= Ed Sardella =

American journalist

Ed Sardella is a retired news reporter who currently resides in Denver, Colorado. He graduated from Occidental College in Los Angeles, California in 1962. During his four years of undergraduate studies, he spent some time at San Diego State University working in the Broadcasting Department. He received a BA in Speech Arts from Occidental College. After graduating, Sardella served as a communications officer in the US Marine Corps for four years.

==Career==
After finishing his service in the US Marine Corps, Sardella went to work for several radio stations, including one in Ashland, Oregon, one in Tillamook, Oregon, and another in Eugene, Oregon. In 1969, Sardella decided to pursue television reporting. He was hired as a co-anchor at KBTV in Denver, which became KUSA-TV in 1984. Sardella anchored the 10 o’clock news starting in 1974 and stayed there for almost 25 years. While working at KUSA, the station was the market leader in viewer ratings for almost all of his years there. In 2001, after Sardella retired, the ratings at Channel 9 dipped significantly. After Sardella left Channel 9, Jim Benemann replaced him as anchor.

==Accolades==
In 1997, the Colorado Broadcasters Association named Sardella Broadcaster of the Year. In his career at KUSA he won many Emmys. He was also awarded one of two half-century awards on 9 News’s 50th anniversary. The awards were given to Sardella in recognition of his contribution to KUSA’s success. Sardella was inducted into the Denver Press Club Hall of Fame and the National Association of Television Arts and Sciences Heartland Chapter Silver Circle. In addition to winning Broadcaster of the Year, Sardella also won Journalist of the Year.

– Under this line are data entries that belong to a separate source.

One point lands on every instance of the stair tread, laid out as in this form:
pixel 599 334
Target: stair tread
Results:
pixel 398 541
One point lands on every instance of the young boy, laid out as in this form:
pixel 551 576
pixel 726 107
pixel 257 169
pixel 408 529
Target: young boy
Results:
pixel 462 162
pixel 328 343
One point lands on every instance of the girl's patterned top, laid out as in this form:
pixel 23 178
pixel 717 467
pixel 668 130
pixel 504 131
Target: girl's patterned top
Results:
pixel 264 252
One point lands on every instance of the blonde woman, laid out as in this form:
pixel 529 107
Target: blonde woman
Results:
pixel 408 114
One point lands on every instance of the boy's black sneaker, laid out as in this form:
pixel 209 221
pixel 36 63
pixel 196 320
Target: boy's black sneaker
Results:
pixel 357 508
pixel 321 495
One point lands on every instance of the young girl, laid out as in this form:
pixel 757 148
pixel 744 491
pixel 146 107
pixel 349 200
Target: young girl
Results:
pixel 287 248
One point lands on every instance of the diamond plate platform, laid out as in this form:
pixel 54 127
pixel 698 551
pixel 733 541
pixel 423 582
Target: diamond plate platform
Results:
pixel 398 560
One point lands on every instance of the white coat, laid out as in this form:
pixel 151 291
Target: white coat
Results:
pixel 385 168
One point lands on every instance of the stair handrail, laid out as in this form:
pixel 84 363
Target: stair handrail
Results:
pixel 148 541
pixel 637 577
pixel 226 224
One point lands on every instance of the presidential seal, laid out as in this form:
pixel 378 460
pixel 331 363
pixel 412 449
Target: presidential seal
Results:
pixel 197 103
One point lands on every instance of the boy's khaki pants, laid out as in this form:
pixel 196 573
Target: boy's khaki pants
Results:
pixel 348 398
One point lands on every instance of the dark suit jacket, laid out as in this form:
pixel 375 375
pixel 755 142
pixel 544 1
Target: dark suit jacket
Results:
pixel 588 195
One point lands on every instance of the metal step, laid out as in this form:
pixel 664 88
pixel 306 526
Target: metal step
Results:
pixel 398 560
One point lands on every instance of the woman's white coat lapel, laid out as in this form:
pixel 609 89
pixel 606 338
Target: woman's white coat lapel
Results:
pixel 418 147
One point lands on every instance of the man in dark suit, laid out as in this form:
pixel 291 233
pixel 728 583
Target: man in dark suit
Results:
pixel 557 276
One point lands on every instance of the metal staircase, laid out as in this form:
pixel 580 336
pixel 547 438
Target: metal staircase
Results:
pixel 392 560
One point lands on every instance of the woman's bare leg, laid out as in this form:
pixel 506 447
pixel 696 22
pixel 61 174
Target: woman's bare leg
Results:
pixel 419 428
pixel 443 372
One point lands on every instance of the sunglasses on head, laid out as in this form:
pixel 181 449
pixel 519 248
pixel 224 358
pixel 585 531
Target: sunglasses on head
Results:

Ed Sardella has won many "Best of Denver" awards through the Denver-based Westword newspaper. Every year Westword gives out its "Best of Denver" awards to celebrate the people and places of Denver, Colorado. In 1984 Sardella won "Best Anchorperson" for his work at KUSA. In 1987 he won "Best TV Anchor" for his work at Channel 9. In 1988 he won "Best Local T.V. Anchor." In 1991, he won "Best Local T.V. Anchor" from both Westword and the Reader's Choice categories. Then in 2000, Sardella won the Reader’s Choice Award for "Best Local T.V. Anchor" again.

==Current==
After retiring from KUSA, Sardella wrote Write Like You Talk: A Broadcast Newswriting Handbook. The book has been used in many journalism and mass communication classrooms across the country. He also co-wrote the book The Producing Strategy 2.0, which details how to build your own strategy and compete in a world where television news has become the background of life. Sardella also joined Total Longterm Care as a consultant to promote options and resources for caregivers, hosting a series of free town meetings around the Denver metro area.

Sardella still resides in Denver and has hosted "Let’s Talk," a monthly interview show on Government-access television (GATV). He also hosted a weekly radio program on the law and on lawyers on behalf of a nationally recognized law firm from Denver.